Austen is most renowned for her development of free indirect speech, a technique pioneered by 18th-century novelists Henry Fielding and Frances Burney.[17] In free indirect speech, the thoughts and speech of the characters mix with the voice of the narrator. Austen uses it to provide summaries of conversations or to compress, dramatically or ironically, a character's speech and thoughts.[18] In Sense and Sensibility, Austen experiments extensively for the first time with this technique.[19] For example,
Mrs John Dashwood did not at all approve of what her husband intended to do for his sisters. To take three thousand pounds from the fortune of their dear little boy, would be impoverishing him to the most dreadful degree. She begged him to think again on the subject. How could he answer it to himself to rob his child, and his only child too, of so large a sum?[20]

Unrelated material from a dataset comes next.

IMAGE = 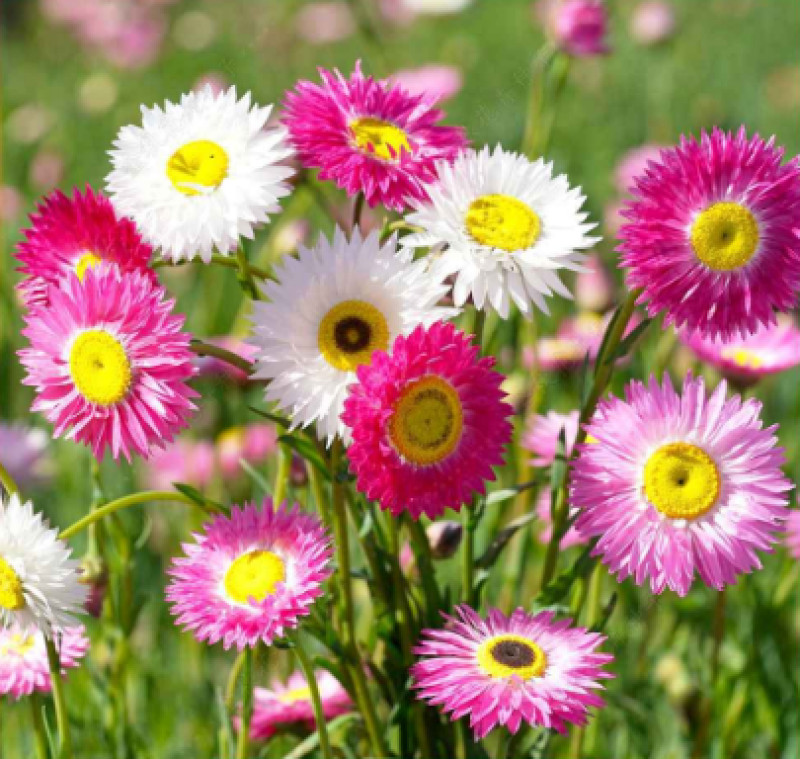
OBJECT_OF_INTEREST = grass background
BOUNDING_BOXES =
[0,0,800,759]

As Austen scholar Norman Page explains, "the first sentence is straight narrative, in the 'voice' of the [narrator]; the third sentence is normal indirect speech; but the second and fourth are what is usually described as free indirect speech."[21] In these two sentences, Austen represents the inner thoughts of the character and creates the illusion that the reader is entering the character's mind.[22]She often uses indirect speech for background characters. However, Page writes that "for Jane Austen...the supreme virtue of free indirect speech...[is] that it offers the possibility of achieving something of the vividness of speech without the appearance for a moment of a total silencing of the authorial voice."[23]